- The Dark Knight Returns - A 4 issue miniseries set in an alternate, dystopian Gotham City where a 55 year old Batman snaps and comes out of retirement to deal with a growing gang menace as well as some old foes (and while he's at it, friends). Grim and gritty, this is probably one of the most influential comics of all time. Also, probably one of the most overrated. Coming at this from the outside (and 30 years later), it seems like a dramatic pendulum swing, the polar opposite of the campy 60s Adam West Batman TV series. Perhaps a necessary change, but almost certainly an overcorrection. Written by Frank Miller with art from Miller and Klaus Janson, I found the book to be a bit of a slog. Miller's writing is pretty text heavy, with a clunky overuse of cross-cutting (or whatever the comic book equivalent to that is) and relying a little too heavily on an extended critique of the news media. The artwork feels kinda sloppy and jumbled, with some exceptions. The use of a 16 panel grid sometimes leads to highly repetitive and awkward visual cues. It sometimes feels like the art isn't finished. I'm guessing the washed out tone was intentional, but aside from the new Robin character, a lot of this feels a little too muddled. The one visual thing that did work for me are the striking splash pages.
- Batman: The Killing Joke - This short graphic novel, written by Alan Moore with art from Brian Bolland, is more like it. Once again, we're greeted with stultifying darkness, but here, at least, it works. The art is also quite beautiful and much more appropriate for the story. Speaking of which, there actually is a story. A very dark, very gruesome story, to be sure, but at least something that makes sense. There's shock value here, but that's a means to an end, not the end in itself.
- Batman: Year One - Another 4 issue run written by Frank Miller, this one is illustrated by David Mazzucchelli, and thus avoids much of the sloppiness I perceived in TDKR. Miller's script is also toned down a bit here too, retaining the darkness but relying less on shock value and more on actual story, which I appreciated much more. It's a retelling of Batman's origin, and his initial forays into crime-fighting. Much of this is focused on Batman's failures, to be sure, but hey, one scene follows another in a generally logical progression that actually makes sense. Way to go, Miller! The art is generally better than TDKR as well, and some of the imagery does feel quite iconic (if not as great as Killing Joke). It's clear that some of this inspired Christopher Nolan's Batman Begins, even if it's not a one-to-one adaptation.

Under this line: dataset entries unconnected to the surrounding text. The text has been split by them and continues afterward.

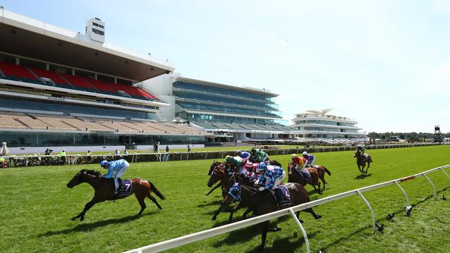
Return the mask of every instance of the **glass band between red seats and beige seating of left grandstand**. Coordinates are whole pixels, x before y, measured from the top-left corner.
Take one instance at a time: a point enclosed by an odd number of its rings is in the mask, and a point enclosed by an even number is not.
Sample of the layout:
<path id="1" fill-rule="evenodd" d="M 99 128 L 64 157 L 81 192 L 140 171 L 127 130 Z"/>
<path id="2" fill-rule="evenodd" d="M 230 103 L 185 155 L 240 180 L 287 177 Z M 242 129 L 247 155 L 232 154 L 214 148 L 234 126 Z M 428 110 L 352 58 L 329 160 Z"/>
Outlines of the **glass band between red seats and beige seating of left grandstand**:
<path id="1" fill-rule="evenodd" d="M 91 115 L 107 115 L 114 117 L 141 118 L 150 120 L 154 120 L 155 118 L 155 113 L 149 113 L 145 111 L 129 111 L 123 109 L 101 108 L 89 105 L 62 104 L 61 102 L 53 102 L 53 101 L 46 102 L 36 100 L 24 100 L 21 98 L 13 98 L 13 97 L 0 97 L 0 107 L 42 110 L 42 111 L 57 111 L 63 112 L 66 115 L 69 115 L 69 113 L 84 113 Z"/>

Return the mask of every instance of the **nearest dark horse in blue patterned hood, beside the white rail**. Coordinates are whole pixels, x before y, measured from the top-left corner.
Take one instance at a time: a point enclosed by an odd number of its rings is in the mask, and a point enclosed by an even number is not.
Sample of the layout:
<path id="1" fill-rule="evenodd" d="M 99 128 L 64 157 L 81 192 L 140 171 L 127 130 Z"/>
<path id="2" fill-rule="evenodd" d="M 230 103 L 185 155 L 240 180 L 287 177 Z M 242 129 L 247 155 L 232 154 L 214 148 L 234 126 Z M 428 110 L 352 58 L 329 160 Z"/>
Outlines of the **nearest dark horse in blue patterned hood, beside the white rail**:
<path id="1" fill-rule="evenodd" d="M 282 207 L 282 209 L 309 202 L 309 197 L 307 195 L 305 187 L 303 187 L 302 185 L 295 182 L 288 182 L 284 186 L 287 187 L 289 191 L 289 196 L 291 197 L 291 205 L 286 205 L 285 207 Z M 258 188 L 244 185 L 241 182 L 238 182 L 233 185 L 233 187 L 231 187 L 226 198 L 224 199 L 224 201 L 222 201 L 221 208 L 224 209 L 225 207 L 230 205 L 230 203 L 233 202 L 233 200 L 235 200 L 237 196 L 240 196 L 241 203 L 244 203 L 244 205 L 248 206 L 249 209 L 253 210 L 253 214 L 255 214 L 255 216 L 268 214 L 270 212 L 275 212 L 278 210 L 276 200 L 270 191 L 259 191 Z M 309 212 L 310 214 L 312 214 L 312 216 L 314 216 L 314 218 L 316 218 L 316 220 L 322 218 L 322 216 L 314 212 L 312 207 L 304 209 L 303 212 Z M 300 211 L 296 212 L 297 218 L 301 223 L 303 223 L 303 221 L 299 218 L 299 215 Z M 267 232 L 276 232 L 279 230 L 281 230 L 279 227 L 269 229 L 269 221 L 264 221 L 262 223 L 260 250 L 264 250 Z"/>

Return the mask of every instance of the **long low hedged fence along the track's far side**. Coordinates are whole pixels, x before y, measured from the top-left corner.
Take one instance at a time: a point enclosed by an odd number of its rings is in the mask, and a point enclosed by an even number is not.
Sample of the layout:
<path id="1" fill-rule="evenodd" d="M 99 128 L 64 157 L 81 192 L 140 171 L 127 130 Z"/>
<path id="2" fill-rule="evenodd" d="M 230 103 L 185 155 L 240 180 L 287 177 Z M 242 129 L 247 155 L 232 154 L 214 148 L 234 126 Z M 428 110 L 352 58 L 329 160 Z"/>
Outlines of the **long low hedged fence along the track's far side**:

- Batman: The Animated Series - This is basically my Batman. I had watched some of the 60s show and I'd seen the Tim Burton Batman movie, but this series, more than anything else, is what made me love Batman as a character. I noticed that this was on Amazon Prime streaming, so I threw on a few episodes, hoping it would live up to my memory. I'm happy to report that it has held up incredibly well. This show is fantastic. From the unique German expressionism/Art Deco visuals, to the voice acting, to the well paced and plotted stories, this gets everything just right. One of the many reasons the show works so well is that it, like its source material, is episodic in nature. This causes so much angst in filmic portrayals because the filmmakers are always trying to cram so much into their 2 hour limit that they often have trouble balancing it all together. The series does not need to worry about such things, and manages to stay very focused and on point throughout. The show was created for kids, but it has a surprisingly ambitious streak, such that adults can still get a lot out of this. Take, for instance, the pure visual storytelling on display in the opening credits - a heist is foiled by Batman, no dialogue, just visuals. While the tone is not as dark as the other things in this post, it was a welcome respite, while not descending into ridiculous camp. They struck a perfect balance here, and it's the sort of thing that I think everyone enjoys, including the hardest of hard-core comic fans and normal people alike. I'm really looking forward to watching more of these...
- The Caped Crusade: Batman and the Rise of Nerd Culture by Glen Weldon - This recently released cultural history of Batman, tracing him from his origins up through current incarnations, was quite enlightening. Weldon (of Pop Culture Happy Hour fame) clearly has a love of the character that runs deep, and he has done his homework. He posits an interesting cycle for the Caped Crusader, from noir detective to kid and family friendly superhero and back again, it seems like my pendulum metapahor earlier in this post is particularly apt for this character. As evidenced by this post, I'm no expert, but it does seem like Weldon has taken a pretty comprehensive look at the character on both the pages of comic books as well as other adaptations. If you're a fan of Batman, this is well worth checking out.
* This is the actual title of the movie. Someone actually thought that up, and then more people actually approved it and put hundreds of millions dollars behind it.